In this module, students will learn about the different types of data structure: a cross-sectional data, time-series data, and a cross-sectional time-series data. For each type, students will actually download a particular data set and explore it through STATA. From this practice, students will also learn about how to put an excel file into the STATA.
1. A Cross-Sectional Data: when the unit of data is observed at the same point of time, you have a cross-sectional data. An opinion survey conducted in a certain year is a good example of cross-sectional data. In this case, the observation is individual people. Beyond the survey data, the observational unit could be a community, state, or country. Here, we will explore a survey data as an example.
Survey Data
Let's keep working on the data we had for the assignment #1. Please visit the website (http://gss.norc.org) and download the 1996 General Social Survey. Please download the STATA file.
Please open up a dofile!
use 1996GSS.dta, clear
Let's browse the data and see how the data looks like. Type the following command and execute it.
browse
The browse command shows the data in a spread sheet. In a survey data, each row represents an individual and each column a survey item.
describe
The describe command displays information about the data in memory. It shows you the sample size, the number of variables, the size of the file, the list of variables, variable types, and even variable labels.
help describe
FYI. you can always ask STATA about the command. Just type help in front of the command you are using. It will bring up the ado file of the command. It explains the function of the command, options, and syntax.
Abbreviation: the help document underlines a part of the command for abbreviated use of the command. Try this command.
2. Time Series Data: when the unit of data was observed over a period of time, we have a time series data or a longitudinal data. Most economic data has this longitudinal structure. Please download the "WDI US GDP per capita.xlsx" from the class Blackboard. Data was extracted from the World Bank Database.
Time-series data
import excel using "WDI US GDP per capita.xlsx", firstrow clear
This syntax allows users to bring an excel data into the STATA. The firstrow option is to use the first row as a variable label.
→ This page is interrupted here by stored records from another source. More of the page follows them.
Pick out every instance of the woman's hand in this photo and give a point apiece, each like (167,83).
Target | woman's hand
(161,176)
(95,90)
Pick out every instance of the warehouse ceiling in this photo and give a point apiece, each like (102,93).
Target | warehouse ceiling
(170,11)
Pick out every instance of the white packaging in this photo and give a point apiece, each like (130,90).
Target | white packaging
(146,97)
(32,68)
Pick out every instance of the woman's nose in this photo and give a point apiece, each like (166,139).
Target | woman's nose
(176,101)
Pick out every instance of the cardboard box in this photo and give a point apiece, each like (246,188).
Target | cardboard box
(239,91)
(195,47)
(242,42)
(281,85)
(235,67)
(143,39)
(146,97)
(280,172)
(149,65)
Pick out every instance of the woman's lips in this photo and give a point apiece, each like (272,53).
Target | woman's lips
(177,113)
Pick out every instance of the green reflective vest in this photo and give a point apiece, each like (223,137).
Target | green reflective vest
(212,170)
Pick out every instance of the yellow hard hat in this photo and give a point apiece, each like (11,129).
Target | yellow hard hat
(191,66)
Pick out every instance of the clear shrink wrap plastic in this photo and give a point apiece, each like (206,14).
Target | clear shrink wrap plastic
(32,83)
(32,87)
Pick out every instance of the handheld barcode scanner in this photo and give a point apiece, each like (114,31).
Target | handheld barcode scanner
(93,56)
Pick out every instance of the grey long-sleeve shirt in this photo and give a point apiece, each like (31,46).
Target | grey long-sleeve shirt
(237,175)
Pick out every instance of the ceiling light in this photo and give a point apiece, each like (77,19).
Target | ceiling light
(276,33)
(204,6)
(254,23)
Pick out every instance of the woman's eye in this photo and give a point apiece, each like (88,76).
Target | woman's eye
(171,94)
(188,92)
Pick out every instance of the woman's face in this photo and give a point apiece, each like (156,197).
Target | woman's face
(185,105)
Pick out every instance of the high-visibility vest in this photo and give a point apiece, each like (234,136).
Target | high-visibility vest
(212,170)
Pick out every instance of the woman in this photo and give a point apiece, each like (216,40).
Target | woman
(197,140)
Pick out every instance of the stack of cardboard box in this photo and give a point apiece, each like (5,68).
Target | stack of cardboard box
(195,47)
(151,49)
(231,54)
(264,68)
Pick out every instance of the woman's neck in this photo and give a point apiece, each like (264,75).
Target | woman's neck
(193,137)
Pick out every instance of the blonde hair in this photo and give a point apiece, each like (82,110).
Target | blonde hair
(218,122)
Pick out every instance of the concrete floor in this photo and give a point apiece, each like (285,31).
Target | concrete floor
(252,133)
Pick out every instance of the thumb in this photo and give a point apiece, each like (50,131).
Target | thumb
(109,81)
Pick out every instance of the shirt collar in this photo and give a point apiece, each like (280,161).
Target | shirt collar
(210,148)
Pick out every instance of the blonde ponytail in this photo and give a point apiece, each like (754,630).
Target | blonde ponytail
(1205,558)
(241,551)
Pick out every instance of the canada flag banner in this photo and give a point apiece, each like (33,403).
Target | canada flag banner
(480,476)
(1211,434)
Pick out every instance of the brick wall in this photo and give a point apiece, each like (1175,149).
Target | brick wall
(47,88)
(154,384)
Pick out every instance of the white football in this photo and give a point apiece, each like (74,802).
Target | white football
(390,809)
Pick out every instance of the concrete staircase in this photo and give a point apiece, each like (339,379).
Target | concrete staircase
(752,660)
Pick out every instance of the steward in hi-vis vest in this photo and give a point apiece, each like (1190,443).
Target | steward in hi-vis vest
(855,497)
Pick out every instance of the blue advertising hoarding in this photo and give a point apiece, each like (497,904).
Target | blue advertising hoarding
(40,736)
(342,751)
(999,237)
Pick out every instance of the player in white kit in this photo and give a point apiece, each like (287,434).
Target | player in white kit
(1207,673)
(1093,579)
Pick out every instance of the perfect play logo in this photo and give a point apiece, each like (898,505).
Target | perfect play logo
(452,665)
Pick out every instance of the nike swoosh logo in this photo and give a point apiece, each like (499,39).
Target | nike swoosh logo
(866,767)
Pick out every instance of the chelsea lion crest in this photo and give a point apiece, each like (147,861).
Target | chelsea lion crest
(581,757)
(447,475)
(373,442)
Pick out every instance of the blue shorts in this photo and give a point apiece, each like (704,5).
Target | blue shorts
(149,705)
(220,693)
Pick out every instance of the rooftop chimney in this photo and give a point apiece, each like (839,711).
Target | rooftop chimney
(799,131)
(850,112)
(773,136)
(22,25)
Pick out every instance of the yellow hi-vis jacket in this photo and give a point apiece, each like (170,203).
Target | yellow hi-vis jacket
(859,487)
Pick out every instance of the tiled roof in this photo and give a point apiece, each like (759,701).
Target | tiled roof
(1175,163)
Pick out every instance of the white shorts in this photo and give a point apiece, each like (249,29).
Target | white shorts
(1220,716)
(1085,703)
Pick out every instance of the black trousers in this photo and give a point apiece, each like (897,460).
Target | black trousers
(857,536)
rename GDPpercapitaconstant2010US GDPpc
The variable name is too long. With the rename command, we can changed into something shorter.
tsset Time
For a time-series data, you can declare that the data is in a time-series format. Once declared, users can use the time-series specific syntax.
tsline GDPpc
Now, we can plot the time-series data.
2. Cross-sectional Time-Series Data: If the unit of data is observed cross-sectionally and longitudinally, then we have a cross-sectional time-series data (CSTS). However, when the number of time unit is smaller than the number of observations in each cross-section (N > T), we have a panel data.
Panel Data (N > T): Go to the CCES website, please download the CCES 2010-2014 Panel Study (https://cces.gov.harvard.edu/)
use "CCES_Panel_Full3waves_VV_V4.dta", clear
please open the dta file.
9,500 individuals have been surveyed three times. (N = 9,500 > T = 3 waves)
lookfor Abortion
With this command, we can search variables that have "Abortion" in their labels.
tabulate CC10_324
We can make a frequency table with this command.
From here, we can see that a higher number is for the pro-choice attitude.
tabulate CC10_324 if CC10_324==1 & CC12_324==4
Just curious about how many people changed their mind between 2010 to 2012 from the pro-life attitude to the pro-choice. With this syntax, we can tell how many individuals had made this dramatic change of an attitude.
CSTS Data (N < T): please download the file, "OECD STAT POP.csv" from the class Blackbaord.
insheet using "OECD STAT POP.csv", clear
This syntax allows you to upload the comma delimited text file. This is one of the most common types of data!
Let's check how many countries and years you have in this data.
sum time
The OECD data contains information about the population of each country from 1950 to 2060 (projections)
display 2060 - 1950 + 1
We have 111 time points in our data.
egen id = group(country)
sum id
This syntax creates a serial number for each country.
The summary command shows that we have 36 countries in this data.
As N (36) < T (111), we have CSTS Data.
xtset id time
We need declare the CSTS data structure.
But the error code returned. "repeated time values within panel"
Assignment 2: Find a solution to the error message! Please make the xtset command syntax work!